I was an unhappy child for many reasons, but despite the misery, I made it. I came through and got myself to university. I know how things could have been better for me, but also I believe that if I had been a child in today’s world, it would have been a whole lot worse and I very much doubt I would have arrived at medical school before my 18th birthday as I did then.

I can easily see the connection between what happened during my childhood and  the crisis I experienced later in my life when I was diagnosed as being depressed. I saw it then but was told I was wrong. If they had maintained an open mind and the connection recognised as significant by the psychiatric community, then it is highly likely that my symptoms could have been seen as normal.

Normal doesn’t exclude support or help. I am not suggesting that I could have carried on with the life I had as a junior doctor then, without being able to replenish my energy and strengthen my inner being or that I could have made it without psychological support. But I know that being given a label of major depression and being told I was seriously ill opened the gateway to the acceptance of treatment. I wanted to get better. I was treated with drugs that changed the way I could respond to psychotherapy, as well as gave me terrible side effects, which the doctors told me were further evidence of the depression; drugs which were likely responsible for my suicidality. I had numerous ECT treatments and finally irreversible brain surgery. It was not just me who was harmed, so was my family. We continue to pay the costs to this day, almost 30 years later.

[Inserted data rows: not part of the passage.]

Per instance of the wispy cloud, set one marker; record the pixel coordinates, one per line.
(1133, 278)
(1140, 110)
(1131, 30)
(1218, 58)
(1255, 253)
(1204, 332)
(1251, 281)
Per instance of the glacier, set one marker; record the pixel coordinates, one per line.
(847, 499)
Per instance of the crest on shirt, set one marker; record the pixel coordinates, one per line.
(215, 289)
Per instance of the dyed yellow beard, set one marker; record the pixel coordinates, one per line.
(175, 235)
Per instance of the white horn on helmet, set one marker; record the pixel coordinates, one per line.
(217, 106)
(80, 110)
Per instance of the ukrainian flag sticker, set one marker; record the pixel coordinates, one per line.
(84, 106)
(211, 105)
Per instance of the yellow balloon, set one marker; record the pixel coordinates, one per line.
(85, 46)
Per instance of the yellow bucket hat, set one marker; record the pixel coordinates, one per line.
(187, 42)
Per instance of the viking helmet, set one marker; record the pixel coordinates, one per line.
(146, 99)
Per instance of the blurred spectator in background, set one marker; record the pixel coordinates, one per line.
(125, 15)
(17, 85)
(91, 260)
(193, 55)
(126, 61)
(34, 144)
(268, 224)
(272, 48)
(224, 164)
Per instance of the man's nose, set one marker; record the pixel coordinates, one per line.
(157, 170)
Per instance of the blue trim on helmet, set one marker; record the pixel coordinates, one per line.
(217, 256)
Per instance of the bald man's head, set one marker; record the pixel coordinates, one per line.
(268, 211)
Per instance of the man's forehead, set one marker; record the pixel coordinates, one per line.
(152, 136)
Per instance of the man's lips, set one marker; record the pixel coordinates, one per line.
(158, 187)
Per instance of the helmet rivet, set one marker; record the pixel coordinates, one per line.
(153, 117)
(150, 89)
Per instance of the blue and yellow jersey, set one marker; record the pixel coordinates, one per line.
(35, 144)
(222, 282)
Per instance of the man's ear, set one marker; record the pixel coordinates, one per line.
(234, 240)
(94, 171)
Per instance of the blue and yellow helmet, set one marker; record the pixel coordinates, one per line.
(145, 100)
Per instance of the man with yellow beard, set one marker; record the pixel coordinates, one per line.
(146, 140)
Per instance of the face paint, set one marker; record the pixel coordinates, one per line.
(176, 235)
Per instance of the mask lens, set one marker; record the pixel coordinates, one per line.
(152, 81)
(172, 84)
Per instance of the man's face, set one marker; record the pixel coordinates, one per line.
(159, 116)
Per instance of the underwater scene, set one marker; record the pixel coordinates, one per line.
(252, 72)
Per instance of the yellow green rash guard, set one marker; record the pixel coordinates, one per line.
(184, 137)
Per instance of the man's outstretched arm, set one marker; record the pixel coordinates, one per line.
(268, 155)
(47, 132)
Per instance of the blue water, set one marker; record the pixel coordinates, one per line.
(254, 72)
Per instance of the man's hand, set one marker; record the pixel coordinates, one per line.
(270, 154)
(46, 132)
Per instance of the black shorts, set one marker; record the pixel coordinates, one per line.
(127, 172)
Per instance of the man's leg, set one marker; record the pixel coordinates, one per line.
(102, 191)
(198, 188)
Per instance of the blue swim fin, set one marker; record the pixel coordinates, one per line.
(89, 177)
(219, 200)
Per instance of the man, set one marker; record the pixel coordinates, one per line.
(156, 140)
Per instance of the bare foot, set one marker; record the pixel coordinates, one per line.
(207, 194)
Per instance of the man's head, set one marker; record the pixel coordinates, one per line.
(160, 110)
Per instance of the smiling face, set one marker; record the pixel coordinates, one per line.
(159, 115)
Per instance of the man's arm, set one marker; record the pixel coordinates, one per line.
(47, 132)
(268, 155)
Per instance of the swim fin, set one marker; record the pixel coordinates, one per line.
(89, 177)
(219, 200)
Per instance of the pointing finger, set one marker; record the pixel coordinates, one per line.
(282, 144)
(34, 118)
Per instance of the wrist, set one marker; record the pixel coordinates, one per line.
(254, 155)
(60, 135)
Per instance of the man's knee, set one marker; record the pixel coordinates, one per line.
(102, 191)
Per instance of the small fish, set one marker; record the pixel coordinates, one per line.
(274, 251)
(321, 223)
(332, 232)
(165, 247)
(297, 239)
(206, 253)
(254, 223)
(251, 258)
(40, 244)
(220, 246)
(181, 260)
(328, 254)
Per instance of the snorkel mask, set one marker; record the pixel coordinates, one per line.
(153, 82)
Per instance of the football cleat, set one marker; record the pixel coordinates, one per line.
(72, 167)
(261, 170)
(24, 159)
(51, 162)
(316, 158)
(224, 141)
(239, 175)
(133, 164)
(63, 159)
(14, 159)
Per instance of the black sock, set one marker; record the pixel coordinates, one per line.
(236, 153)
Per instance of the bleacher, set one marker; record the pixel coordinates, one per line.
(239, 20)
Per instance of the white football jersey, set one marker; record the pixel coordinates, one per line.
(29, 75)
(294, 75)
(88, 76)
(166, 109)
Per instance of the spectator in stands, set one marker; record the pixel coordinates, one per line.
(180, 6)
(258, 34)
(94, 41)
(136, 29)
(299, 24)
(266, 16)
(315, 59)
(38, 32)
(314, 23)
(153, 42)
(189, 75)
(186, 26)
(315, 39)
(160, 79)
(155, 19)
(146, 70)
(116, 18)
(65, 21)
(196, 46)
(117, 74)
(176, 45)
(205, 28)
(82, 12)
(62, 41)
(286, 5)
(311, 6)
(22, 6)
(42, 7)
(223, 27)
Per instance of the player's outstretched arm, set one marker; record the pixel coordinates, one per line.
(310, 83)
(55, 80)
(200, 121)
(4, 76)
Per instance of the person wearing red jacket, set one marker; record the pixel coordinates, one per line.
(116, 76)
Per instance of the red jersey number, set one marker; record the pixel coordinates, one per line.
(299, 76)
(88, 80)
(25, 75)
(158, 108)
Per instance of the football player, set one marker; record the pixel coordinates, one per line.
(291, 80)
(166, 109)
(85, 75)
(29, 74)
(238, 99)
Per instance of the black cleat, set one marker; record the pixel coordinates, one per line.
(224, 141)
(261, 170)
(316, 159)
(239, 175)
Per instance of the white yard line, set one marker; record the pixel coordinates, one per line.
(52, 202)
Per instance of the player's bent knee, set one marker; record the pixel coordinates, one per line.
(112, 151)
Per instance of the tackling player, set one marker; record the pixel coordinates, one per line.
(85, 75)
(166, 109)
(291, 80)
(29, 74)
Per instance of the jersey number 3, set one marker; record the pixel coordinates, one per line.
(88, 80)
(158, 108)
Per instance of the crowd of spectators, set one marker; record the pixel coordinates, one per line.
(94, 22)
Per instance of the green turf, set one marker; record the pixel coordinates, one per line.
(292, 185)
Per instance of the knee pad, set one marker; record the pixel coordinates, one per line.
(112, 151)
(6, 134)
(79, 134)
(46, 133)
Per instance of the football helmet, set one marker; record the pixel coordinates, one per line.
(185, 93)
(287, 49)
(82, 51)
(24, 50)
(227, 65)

I have no wish for others to have their lives ruined by the same lies that caused my well- intentioned doctors to give me such treatments without any credible evidence base behind them. It is about time that the real story was told and I am currently writing a new book to correct the fallacies which I had accepted to be true, at the time I wrote ‘Life After Darkness; a doctor’s journey through severe depression’. I was duped by so called experts, just like millions of others the world over. Unless we do something now, there will be many more casualties. Our time has come, the bastion of traditional psychiatry must fall beneath our scrutiny.